Tasmania’s biggest log haulage operator has been fined $80,000 and its director $8000 for failing to ensure their truckies complied with fatigue management obligations.
Les Walkden Enterprises Pty Ltd and company director Leslie James Walkden faced a combined three charges of breaching a safety duty under the Heavy Vehicle National Law (HVNL).
They both pleaded guilty and were sentenced in Launceston Magistrates’ Court on Thursday, May4.
As a result of the offences the Tasmanian Local Court also issued two Supervisory Intervention Orders (SIOs) worth $100,000 to the company and director, requiring them to address their faults in fatigue management.
SIOs are court orders that require a company or individual to implement better practices, train staff and implement safety systems or procedures to ensure future compliance with the HVNL. If the company fails to comply, they can be brought back before the court.

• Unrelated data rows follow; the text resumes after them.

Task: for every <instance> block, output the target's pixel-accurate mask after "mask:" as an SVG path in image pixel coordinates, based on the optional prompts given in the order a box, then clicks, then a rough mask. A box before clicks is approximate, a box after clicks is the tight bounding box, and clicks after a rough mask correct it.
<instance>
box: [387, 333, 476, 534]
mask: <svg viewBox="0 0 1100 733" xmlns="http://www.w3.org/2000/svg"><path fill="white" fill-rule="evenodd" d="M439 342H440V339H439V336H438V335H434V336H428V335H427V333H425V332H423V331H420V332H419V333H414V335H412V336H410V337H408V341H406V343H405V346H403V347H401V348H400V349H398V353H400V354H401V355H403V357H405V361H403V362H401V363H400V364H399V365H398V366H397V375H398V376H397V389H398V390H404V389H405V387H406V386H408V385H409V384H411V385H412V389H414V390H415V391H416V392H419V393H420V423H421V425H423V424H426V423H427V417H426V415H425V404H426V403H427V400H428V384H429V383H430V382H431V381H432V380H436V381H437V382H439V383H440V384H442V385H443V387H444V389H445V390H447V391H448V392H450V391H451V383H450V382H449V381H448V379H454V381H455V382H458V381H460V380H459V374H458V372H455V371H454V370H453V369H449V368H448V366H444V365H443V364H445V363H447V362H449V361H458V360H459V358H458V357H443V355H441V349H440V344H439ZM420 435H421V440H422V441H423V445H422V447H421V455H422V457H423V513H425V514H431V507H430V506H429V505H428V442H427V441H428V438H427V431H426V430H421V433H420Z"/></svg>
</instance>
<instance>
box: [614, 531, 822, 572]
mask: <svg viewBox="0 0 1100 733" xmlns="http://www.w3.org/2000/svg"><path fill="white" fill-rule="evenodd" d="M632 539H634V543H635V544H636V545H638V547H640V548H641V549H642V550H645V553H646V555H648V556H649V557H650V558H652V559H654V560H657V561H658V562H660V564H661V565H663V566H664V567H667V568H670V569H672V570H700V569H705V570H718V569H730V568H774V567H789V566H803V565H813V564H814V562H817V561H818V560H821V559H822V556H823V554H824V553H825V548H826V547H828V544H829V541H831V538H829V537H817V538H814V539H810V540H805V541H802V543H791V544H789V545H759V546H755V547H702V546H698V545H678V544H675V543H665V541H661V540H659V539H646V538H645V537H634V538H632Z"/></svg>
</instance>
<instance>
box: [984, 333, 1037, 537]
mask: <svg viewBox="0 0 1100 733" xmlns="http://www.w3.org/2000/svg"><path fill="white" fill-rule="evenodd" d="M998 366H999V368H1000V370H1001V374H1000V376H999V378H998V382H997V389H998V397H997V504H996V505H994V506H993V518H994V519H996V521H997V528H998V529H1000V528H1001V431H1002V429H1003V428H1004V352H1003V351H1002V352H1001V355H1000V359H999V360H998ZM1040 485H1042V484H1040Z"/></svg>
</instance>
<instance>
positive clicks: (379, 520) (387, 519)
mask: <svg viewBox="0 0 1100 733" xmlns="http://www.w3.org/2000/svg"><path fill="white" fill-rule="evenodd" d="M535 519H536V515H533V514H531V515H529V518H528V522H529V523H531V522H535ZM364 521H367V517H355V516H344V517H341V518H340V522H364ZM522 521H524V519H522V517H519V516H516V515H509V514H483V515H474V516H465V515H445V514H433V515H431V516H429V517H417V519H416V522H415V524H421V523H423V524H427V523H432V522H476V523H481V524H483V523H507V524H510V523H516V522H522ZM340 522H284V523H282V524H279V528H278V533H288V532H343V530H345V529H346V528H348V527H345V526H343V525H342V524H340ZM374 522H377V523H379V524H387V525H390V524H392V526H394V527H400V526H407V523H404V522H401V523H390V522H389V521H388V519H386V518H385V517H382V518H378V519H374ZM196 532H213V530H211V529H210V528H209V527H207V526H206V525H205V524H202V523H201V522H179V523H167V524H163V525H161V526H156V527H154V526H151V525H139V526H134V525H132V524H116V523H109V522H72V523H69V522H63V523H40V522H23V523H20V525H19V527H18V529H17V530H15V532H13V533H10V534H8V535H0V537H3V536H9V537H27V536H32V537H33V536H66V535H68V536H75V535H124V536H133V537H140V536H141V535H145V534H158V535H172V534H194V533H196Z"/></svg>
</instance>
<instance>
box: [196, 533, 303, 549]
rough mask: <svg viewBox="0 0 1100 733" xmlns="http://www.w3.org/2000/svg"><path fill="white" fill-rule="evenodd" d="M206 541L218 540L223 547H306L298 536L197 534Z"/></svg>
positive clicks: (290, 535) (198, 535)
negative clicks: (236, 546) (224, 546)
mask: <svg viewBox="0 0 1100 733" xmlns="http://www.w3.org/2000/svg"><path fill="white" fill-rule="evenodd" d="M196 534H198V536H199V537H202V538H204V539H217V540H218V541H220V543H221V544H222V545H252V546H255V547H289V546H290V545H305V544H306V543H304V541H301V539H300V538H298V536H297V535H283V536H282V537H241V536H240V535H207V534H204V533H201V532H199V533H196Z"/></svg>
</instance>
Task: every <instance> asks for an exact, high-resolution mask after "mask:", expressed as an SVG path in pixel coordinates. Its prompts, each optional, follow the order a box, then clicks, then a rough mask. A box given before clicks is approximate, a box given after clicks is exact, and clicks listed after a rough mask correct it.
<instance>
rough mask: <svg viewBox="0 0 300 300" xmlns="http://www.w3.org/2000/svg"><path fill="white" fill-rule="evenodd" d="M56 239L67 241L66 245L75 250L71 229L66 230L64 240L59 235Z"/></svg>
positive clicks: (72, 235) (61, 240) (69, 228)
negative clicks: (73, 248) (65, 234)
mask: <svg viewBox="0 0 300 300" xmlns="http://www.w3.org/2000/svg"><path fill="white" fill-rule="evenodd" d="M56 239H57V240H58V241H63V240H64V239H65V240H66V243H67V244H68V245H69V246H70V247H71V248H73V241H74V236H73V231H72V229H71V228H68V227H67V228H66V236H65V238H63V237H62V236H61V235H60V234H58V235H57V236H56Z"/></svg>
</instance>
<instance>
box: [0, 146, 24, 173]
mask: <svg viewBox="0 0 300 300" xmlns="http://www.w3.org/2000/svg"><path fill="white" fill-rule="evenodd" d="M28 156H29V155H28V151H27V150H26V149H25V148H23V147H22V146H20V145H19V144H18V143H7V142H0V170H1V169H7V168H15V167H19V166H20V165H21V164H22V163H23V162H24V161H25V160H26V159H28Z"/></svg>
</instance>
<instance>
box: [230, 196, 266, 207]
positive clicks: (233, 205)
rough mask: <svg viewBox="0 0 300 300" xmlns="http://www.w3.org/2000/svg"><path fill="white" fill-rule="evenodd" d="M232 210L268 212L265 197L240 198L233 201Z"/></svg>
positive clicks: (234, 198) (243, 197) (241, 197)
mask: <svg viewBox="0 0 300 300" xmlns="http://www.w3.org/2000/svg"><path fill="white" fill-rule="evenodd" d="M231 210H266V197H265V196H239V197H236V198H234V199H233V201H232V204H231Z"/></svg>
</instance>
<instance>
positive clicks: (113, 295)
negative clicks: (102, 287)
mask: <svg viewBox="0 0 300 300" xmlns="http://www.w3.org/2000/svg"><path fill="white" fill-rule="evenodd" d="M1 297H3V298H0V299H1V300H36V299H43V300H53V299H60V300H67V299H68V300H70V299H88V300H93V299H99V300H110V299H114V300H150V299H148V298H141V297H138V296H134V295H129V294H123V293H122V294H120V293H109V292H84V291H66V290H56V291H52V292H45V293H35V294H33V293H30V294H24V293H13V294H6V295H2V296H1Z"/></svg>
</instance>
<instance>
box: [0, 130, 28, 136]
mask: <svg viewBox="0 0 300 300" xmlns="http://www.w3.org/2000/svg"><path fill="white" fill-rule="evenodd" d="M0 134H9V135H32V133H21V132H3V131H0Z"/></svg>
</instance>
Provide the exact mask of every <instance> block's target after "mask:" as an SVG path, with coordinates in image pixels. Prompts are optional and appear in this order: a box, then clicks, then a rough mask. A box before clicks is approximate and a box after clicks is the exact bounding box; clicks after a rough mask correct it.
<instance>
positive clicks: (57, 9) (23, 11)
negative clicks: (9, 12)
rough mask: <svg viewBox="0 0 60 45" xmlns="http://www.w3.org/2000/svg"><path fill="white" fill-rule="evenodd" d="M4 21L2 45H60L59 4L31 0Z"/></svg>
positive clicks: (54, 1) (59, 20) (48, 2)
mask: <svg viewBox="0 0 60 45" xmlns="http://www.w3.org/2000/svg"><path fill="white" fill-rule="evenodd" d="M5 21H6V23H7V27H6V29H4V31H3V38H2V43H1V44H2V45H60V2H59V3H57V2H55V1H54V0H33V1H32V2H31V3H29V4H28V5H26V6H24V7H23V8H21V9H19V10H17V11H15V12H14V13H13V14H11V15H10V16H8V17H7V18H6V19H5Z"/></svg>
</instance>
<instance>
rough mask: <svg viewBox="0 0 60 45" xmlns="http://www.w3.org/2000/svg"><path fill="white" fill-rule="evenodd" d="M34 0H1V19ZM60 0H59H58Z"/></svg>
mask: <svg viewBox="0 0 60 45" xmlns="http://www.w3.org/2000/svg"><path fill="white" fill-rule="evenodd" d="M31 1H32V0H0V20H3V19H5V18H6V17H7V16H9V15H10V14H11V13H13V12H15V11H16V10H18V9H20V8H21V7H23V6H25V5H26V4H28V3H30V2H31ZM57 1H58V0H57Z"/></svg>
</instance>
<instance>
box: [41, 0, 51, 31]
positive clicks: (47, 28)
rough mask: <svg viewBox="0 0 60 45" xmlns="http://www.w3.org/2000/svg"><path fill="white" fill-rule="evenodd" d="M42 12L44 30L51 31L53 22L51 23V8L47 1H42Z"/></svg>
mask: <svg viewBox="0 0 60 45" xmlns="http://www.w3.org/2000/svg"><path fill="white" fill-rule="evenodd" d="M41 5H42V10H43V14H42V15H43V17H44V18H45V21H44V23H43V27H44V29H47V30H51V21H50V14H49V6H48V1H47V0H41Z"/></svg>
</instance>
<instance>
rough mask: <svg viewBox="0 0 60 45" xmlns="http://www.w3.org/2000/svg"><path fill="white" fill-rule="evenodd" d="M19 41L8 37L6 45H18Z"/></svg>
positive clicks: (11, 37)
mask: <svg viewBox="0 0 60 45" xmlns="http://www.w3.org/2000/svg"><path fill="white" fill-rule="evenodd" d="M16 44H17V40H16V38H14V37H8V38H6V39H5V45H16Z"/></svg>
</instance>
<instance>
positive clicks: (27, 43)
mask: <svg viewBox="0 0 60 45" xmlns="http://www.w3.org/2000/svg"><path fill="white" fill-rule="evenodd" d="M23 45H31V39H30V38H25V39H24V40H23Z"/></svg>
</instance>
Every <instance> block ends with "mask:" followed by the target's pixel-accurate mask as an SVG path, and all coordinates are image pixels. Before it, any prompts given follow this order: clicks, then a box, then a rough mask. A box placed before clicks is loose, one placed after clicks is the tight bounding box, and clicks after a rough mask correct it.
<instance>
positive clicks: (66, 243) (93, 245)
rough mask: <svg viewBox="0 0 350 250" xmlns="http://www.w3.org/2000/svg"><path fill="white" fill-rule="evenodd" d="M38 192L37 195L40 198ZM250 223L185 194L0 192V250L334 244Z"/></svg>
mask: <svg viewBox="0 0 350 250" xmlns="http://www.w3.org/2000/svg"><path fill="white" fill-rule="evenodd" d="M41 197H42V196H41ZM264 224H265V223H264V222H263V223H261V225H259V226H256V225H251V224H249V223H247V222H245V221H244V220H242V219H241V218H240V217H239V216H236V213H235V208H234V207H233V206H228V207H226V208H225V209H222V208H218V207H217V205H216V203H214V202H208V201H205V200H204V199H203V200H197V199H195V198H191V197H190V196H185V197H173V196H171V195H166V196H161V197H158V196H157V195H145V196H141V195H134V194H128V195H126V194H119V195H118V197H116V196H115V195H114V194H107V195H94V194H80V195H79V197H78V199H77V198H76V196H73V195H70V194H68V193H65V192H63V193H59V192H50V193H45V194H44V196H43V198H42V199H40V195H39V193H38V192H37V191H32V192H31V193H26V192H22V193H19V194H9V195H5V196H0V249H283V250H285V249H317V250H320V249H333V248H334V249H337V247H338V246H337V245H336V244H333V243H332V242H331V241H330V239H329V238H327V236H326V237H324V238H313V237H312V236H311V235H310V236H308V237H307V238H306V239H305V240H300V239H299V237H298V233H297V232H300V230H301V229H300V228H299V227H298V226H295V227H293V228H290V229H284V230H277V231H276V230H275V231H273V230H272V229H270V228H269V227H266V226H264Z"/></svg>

According to a statement from the NHVR, its extensive investigation revealed ongoing fatigue breaches by the company. Over a 12-month period, the company had 251 fatigue-related breaches which were undetected by the company and director. Due to the management of these practices, charges were laid under sections 26G and 26H of the HVNL.
NHVR director of prosecutions Belinda Hughes said both outcomes are significant as they will help improve safety across the industry.
“Both the company and the Director must now engage an accredited training provider to receive training in key areas like applying a fatigue risk management system and then administer that system,” said Hughes.
“The sentence is designed to deter the company and individual from repeating the offence while protecting the safety of industry and the broader community. We urge all companies to review their training practices to manage the fatigue of their drivers.
“Fatigue is a serious issue that can result in serious injury or death. It is imperative you train your drivers and take on the responsibility of fatigue management.”
In a statement published on its Facebook page, Les Walkden Enterprises said the charges concerned breaches identified during the period of December 1, 2019, to February 29, 2000, and a number of those relate to administrative issues regarding completion of logbooks and record-keeping.
“The charges do not relate to the detection of fatigue in drivers and there has been no allegation made by the NHVR in the course of the proceedings of actual fatigue being suffered by any Les Walkden Enterprises drivers,” the statement said.
“There has been no allegation that any incidents have occurred either through fatigue, or otherwise, as a consequence of the allegations contained in the charges.”
Les Walkden Enterprises said it remains committed to the safety of its drivers and the community, and since being made aware of the breaches the company and Walkden have instituted various measures to address the risks identified.
They include staff and driver training, the installation of Guardian units and Teletrac Navman systems and changes to operational logistics.